Brooks wrote:
First,
Shinseki was not the CJCS when he made that comment--he was the
former/retired CS of the Army (and one with an axe to grind regarding his
former superiors
Bull****.
"On February 25, Shinseki testified before the Senate Armed Services Committee.
Senator Levin asked him to "give us some idea as to the magnitude of the Army's
force requirement for an occupation of Iraq…" Any general officer —
especially one as political as Shinseki — would have corrected the question
before answering it, because the very premise of an extended "occupation" is
antithetical to President Bush's policy of liberation. (It also plays right
into the hands of opponents in Europe and the Middle East who claim that our
real objective is only to occupy Iraq and seize its oil.) Instead of correcting
Levin, Shinseki answered that "something on the order of several hundred
thousand soldiers" would be required.
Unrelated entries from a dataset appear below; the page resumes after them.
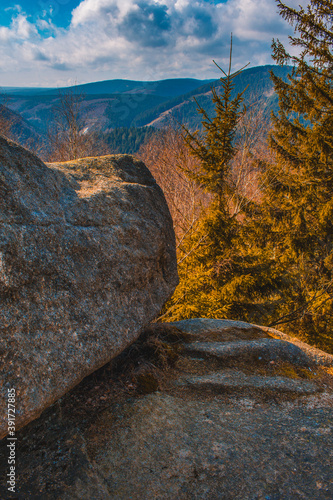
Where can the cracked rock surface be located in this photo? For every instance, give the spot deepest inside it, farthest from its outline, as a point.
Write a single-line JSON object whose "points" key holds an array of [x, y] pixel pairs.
{"points": [[172, 419], [87, 258]]}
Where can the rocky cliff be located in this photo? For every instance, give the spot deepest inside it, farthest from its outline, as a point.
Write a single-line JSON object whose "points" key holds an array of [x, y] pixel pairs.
{"points": [[87, 258]]}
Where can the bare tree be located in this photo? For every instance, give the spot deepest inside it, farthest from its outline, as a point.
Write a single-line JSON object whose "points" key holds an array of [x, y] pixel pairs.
{"points": [[168, 158]]}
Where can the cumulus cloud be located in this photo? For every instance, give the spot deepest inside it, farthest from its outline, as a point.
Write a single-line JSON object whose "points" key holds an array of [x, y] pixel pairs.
{"points": [[139, 39]]}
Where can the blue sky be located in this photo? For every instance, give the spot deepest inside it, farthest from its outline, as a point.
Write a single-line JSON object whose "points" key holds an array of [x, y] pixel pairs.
{"points": [[61, 42]]}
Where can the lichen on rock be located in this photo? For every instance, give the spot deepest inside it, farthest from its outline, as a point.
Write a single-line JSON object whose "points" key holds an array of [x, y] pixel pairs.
{"points": [[87, 258]]}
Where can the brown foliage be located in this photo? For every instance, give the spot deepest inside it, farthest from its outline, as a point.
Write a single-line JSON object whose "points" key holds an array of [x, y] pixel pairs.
{"points": [[168, 158]]}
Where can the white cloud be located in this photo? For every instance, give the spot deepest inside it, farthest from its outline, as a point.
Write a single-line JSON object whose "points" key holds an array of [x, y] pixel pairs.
{"points": [[139, 39]]}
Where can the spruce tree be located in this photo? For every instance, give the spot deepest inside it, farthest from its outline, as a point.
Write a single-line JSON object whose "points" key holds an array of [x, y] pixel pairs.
{"points": [[298, 204], [217, 270]]}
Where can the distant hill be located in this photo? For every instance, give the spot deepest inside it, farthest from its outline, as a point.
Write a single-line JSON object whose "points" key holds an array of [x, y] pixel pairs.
{"points": [[125, 103], [183, 109], [20, 130]]}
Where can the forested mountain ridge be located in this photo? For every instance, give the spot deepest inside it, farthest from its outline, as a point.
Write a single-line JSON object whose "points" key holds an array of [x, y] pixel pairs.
{"points": [[121, 103]]}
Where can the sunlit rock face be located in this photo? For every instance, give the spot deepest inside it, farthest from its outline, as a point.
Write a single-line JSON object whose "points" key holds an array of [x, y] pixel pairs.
{"points": [[87, 258]]}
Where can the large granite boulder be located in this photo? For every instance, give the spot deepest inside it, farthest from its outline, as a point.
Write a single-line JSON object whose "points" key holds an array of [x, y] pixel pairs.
{"points": [[87, 258], [179, 416]]}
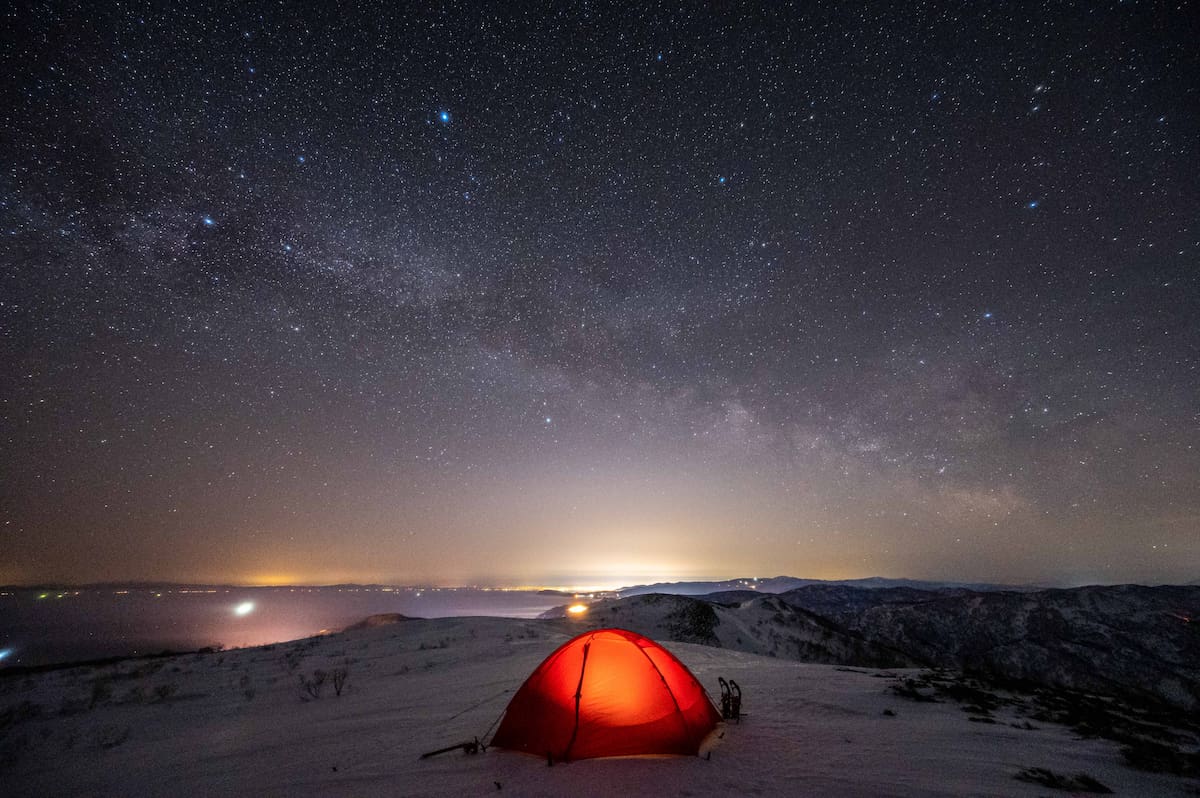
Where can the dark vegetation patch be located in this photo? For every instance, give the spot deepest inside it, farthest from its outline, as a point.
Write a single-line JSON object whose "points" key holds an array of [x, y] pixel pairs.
{"points": [[694, 622], [1078, 783], [1152, 737]]}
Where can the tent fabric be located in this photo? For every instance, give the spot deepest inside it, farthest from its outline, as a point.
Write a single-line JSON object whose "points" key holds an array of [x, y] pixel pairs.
{"points": [[607, 693]]}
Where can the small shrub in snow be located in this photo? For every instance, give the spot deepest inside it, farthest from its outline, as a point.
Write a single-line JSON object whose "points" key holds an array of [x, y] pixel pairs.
{"points": [[339, 676], [101, 691], [312, 687], [165, 691], [1078, 783], [19, 713]]}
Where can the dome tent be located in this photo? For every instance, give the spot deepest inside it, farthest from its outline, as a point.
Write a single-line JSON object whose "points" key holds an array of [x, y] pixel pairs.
{"points": [[607, 693]]}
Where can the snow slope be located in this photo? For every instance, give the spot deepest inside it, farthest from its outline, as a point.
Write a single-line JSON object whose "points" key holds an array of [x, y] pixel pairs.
{"points": [[238, 724]]}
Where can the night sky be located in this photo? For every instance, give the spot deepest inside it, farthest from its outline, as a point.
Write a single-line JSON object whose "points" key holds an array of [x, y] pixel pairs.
{"points": [[589, 294]]}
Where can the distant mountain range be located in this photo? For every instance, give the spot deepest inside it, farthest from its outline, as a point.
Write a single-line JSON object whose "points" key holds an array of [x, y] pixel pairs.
{"points": [[785, 583], [1141, 643]]}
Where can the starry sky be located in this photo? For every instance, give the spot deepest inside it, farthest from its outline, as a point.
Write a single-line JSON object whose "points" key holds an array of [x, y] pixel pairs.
{"points": [[576, 293]]}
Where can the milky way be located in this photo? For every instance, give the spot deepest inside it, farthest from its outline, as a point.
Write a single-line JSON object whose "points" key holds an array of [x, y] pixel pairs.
{"points": [[583, 294]]}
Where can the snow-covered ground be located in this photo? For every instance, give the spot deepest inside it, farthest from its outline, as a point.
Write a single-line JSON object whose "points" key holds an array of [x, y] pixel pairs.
{"points": [[239, 724]]}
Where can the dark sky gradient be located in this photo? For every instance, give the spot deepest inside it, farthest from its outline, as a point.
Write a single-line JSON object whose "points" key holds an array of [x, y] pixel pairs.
{"points": [[588, 294]]}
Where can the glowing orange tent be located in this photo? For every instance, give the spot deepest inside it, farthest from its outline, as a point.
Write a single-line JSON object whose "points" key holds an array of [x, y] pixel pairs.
{"points": [[607, 693]]}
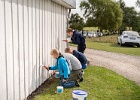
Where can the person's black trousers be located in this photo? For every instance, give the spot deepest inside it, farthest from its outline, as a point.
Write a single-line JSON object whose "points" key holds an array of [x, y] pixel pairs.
{"points": [[81, 47]]}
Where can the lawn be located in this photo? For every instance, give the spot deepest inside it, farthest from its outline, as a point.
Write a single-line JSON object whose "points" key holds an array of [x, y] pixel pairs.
{"points": [[90, 28], [109, 43], [100, 83]]}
Rumsfeld and Wolfowitz were both angered
by the response, and the next day Wolfowitz issued a pointed statement noting
that Shinseki's estimate was "wildly off the mark." According to one report,
Wolfowitz went out of his way to repudiate Shinseki, adding that "Shinseki's
prediction came at a delicate time when the Bush administration is trying to
piece together a broad-based coalition to support an invasion of Iraq to topple
Saddam Hussein." And still Shinseki remains."